枚方から南の方へ歩いてくる一人のお坊さんがありました。長い道のりを歩いてきたのでしょう。法衣(ほうい)はほこりにまみれ汗でぐっしょりぬれています。ときどき立ちどまっては汗をふき、また歩きはじめます。
その時、向こうに小さな村が見えてきました。
「あそこの村で水を一杯いただこう」お坊さんは疲れたからだをはげまして足をはやめました。
お坊さんは村に入ると、とある一軒の家の門口(かどぐち)に立ちました。
「お水を一杯いただけませんか」とたのみました。
けれど、その家のあるじは「今、水を切らしているので、ないよ」といって一杯の水なのに、それを惜しんで水をくれないのです。
お坊さんは次の家をたずねました。けれどその家も水を恵んでくれません。
お坊さんは不思議に思いました。田んぼには稲が青々と伸びています。水があふれています。野川には水が流れています。それだのに一杯の飲み水を恵んでくれないのです。
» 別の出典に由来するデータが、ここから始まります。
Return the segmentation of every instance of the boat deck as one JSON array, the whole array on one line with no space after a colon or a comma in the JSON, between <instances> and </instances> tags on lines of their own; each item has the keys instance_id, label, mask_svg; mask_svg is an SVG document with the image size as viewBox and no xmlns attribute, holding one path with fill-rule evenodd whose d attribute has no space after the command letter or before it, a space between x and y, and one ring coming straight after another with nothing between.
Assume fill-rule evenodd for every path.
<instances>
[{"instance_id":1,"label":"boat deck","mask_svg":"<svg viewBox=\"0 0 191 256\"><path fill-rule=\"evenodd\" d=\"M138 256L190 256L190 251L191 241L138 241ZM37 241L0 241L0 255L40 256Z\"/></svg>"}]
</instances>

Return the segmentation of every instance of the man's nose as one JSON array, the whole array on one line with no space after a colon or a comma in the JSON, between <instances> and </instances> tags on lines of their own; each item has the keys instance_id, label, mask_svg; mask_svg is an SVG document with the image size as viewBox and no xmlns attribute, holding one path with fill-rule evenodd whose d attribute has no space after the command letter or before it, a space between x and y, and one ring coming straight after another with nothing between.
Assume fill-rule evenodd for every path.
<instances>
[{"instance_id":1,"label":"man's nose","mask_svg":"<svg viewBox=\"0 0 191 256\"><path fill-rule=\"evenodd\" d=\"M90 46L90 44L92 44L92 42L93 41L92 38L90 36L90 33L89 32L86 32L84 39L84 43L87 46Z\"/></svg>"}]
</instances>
お坊さんは次の家をたずねました。けれどもまたしても、ことわられてしまいました。
おばあさんはいいました。
「この村はなあ、水が悪くて飲めないのだよ。井戸を掘れば水は沸いてくるが、とても飲めないんだ。それできれいな水の沸く山手の家から飲み水を分けて貰ってくるんだが、お昼すぎになると、どの家も水がなくなる頃なんだ。夕方にもう一度貰ってくるので、それまでどの家も水に不自由しているよ」
お坊さんは、この村はそんなに不自由しているのか、と思いました。
おばあさんは立ち去って行くお坊さんを見送っていました。
お坊さんは村をすこし離れた所で立ちどまりました。そこは小さな崖裾(がけすそ)になっています。お坊さんはそこでじっと地面を見ているようでしたが、やがて竹の杖(つえ)でこつこつ地面を掘りはじめました。
やがてお坊さんは竹の杖を側に置いて、かがみこみました。そして両手で水をすくうようにして口のところへ持っていきます。
一杯
二杯
三杯
水を飲んでいるようです。飲み終わると、お坊さんは南の方へと立ち去っていきました。
おばあさんはその所へ走っていきました。そこにはお坊さんの掘った小さな穴があって、きれいな水がこんこんと湧き出ていました。
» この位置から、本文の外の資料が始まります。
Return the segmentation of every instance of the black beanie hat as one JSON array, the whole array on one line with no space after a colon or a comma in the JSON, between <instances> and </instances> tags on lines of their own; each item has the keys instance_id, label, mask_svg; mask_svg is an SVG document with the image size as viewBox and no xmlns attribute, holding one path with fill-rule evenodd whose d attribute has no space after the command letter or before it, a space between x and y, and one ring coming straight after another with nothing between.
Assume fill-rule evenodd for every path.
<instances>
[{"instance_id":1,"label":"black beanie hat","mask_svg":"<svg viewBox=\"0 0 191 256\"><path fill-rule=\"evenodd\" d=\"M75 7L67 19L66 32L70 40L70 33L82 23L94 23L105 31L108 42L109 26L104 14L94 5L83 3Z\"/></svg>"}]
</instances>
おばあさんは早速飲んでみました。とてもおいしい水でした。
おばあさんは喜んで家へ汲んで帰りました。
沸かしてみると、すこしも「かなけ」がありませんでした。おばあさんは村中にふれてまわりました。すばらしい水が恵まれたのです。
村人たちはその穴をひろげました。石垣でまわりを囲みました。屋根もつけました。
そして男の人たちは、そのおいしい水を桶(おけ)に汲んで朝夕家へ持って帰りました。
それからというもの、飲み水に不自由することはありませんでした。
それにしても、こんなすばらしい井戸を恵んで下さった旅のお坊さんは、いったい誰なんだろう、と村人たちは話し合いました。
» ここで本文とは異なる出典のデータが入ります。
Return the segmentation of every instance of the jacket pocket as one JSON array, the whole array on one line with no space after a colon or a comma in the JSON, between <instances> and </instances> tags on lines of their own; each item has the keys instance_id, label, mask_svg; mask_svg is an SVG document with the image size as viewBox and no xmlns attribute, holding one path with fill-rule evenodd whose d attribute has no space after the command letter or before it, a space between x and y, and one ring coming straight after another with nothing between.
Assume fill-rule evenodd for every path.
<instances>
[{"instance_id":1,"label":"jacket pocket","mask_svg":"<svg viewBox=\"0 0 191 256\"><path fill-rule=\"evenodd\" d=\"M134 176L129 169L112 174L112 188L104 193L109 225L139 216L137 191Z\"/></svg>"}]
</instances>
そんなある日一人の商人がこの村へやってきました。そして、この話を聞くと、「それはこの頃、都で名高い偉いお坊さんに間違いないよ。何でも遠い唐(中国)の長安とかいう町に渡ってきびしい修行をしてお帰りになったとかいうことだ。国中をまわって困っている人々のために、池を造ったり、橋をかけたり、井戸を掘ったりしていなさるそうだ。この井戸もきっとそのえらいお坊さまが見つけて下さったのに間違いあるまい」といいました。
それからは、その井戸を誰いうとなく「弘法井戸」、と呼ぶようになりました。

この井戸は水道が引かれるまでは、村の大切な井戸として、長い長い歳月の間利用されてきました。しかし、水道が引かれるようになってからは、使う人もなくなり忘れ去られようとしていましたが、近年になって村人の努力で立派に復旧されました。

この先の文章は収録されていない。